Its been nearly six years since Microsoft released Windows Server 2003 and its accompanying Volume Shadow Copy Service (VSS). Most people think of VSS as Microsoft’s storage volume snapshot. Yes it includes snapshot, but it’s much more than just snapshot, it is a snapshot framework that includes a rich set of APIs to allow third-party software integration. This enables storage array vendors such as EMC or Network Appliance the ability to integrate their array based snapshot solutions with VSS. It also enables application vendors the ability to construct their applications to participate in the snapshot process so that the volume snapshot of that application’s data is a consistent image. Here’s an architectural diagram of VSS (courtesy Microsoft):
The framework of VSS is the most important aspect of this feature. It forms the basis for enabling data protection using server-less backup.
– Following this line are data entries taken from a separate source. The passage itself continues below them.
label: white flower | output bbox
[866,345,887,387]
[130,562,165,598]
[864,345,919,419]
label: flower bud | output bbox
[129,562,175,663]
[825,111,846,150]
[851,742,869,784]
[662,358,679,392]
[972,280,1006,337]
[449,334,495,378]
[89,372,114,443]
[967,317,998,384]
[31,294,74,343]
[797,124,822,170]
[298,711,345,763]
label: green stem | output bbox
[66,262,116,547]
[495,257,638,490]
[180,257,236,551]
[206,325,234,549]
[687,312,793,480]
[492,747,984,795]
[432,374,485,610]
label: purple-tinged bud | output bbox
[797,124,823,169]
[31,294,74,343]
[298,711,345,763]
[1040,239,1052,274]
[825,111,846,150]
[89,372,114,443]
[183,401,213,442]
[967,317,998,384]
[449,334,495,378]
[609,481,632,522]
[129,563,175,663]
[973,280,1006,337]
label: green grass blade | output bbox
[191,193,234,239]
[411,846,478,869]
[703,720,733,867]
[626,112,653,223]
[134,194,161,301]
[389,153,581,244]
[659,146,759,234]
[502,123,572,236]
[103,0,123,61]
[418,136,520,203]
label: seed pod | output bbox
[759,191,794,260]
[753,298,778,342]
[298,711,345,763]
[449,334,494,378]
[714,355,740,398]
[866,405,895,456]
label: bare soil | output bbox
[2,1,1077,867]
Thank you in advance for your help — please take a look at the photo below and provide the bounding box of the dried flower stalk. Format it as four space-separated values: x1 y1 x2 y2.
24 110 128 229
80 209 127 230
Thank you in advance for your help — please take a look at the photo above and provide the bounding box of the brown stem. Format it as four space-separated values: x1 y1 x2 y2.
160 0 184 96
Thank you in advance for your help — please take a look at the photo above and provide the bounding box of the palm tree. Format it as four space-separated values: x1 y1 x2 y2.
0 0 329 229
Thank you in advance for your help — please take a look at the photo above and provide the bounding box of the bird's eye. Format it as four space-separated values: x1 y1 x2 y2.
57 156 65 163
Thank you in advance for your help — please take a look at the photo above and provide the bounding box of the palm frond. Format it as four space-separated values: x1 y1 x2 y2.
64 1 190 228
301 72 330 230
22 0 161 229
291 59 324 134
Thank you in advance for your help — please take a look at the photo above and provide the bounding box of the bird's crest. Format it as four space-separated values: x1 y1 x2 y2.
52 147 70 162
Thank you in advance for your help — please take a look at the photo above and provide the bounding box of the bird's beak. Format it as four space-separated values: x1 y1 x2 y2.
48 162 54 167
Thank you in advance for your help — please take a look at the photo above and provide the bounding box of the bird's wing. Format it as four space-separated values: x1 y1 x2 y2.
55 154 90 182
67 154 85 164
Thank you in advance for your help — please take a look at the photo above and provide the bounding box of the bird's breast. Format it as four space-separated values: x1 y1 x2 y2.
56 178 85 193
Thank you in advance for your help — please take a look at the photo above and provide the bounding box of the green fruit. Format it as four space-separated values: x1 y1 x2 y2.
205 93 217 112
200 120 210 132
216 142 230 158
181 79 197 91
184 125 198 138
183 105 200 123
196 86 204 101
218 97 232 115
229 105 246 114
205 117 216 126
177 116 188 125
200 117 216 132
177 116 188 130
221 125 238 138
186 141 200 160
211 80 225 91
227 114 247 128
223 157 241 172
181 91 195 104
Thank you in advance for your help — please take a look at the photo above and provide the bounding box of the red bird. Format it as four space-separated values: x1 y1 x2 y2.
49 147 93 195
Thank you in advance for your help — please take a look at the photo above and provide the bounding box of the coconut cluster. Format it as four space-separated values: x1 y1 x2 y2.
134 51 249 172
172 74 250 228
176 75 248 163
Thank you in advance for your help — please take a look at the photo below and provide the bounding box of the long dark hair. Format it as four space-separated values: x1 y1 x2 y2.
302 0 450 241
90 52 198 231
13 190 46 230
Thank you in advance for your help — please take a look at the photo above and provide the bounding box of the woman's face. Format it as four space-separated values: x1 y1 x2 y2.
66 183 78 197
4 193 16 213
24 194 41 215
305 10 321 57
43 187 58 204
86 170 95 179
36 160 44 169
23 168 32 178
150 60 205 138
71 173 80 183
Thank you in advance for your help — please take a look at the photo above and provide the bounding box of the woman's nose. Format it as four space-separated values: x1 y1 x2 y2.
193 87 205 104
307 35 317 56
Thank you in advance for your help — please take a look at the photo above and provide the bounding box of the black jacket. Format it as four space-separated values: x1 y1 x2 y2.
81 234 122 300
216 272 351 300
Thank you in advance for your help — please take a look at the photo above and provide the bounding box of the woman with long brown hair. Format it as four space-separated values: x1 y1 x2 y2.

In the architectural diagram, applications are the “Writers” and server-less backup software or snapshot management consoles are the “Requestor.” Microsoft includes providers for its storage subsystem and storage vendors can plug-in their own providers into the framework.
The nice thing about VSS is that applications, especially databases, are given a signal to make their data in storage consistent. They can flush buffers and transactions as if they were cleanly shutting down and then signal back that they are ready. The snapshot then gets a good looking image of the application’s data, one that the application knows it can easily access without requiring lengthy repairs or playing re-do logs.
So now let’s go back to the beginning of my blog. It’s been six years since Microsoft released this feature. Storage demands have continued growing and don’t look to stop anytime soon. The number of server-less backup products available for Windows Server continues to grow and enterprises have been deploying these products over the past couple of years to shorten the dreaded “backup window.”
But where’s Linux?
Linux distributions don’t have any equivalent feature. Yes, modern Linux distributions include the dm-snapshot module, but that just does the snapshot, there is no framework for application developers, storage vendors, or backup vendors to integrate with. The result has been a few one-off solutions focused on a particular application stack, but for the most part applications just suffer from inconsistent snapshots on Linux. These are what we call crash consistent, meaning that the application is responsible for figuring out the state of its data within the snapshot and getting it to a position it can begin running. Most databases can take upwards of twenty minutes to mount a crash consistent snapshot.
So this is a call to the Linux community: Please band together and architect a snapshot framework for all Linux application developers, storage developers, and users to benefit from.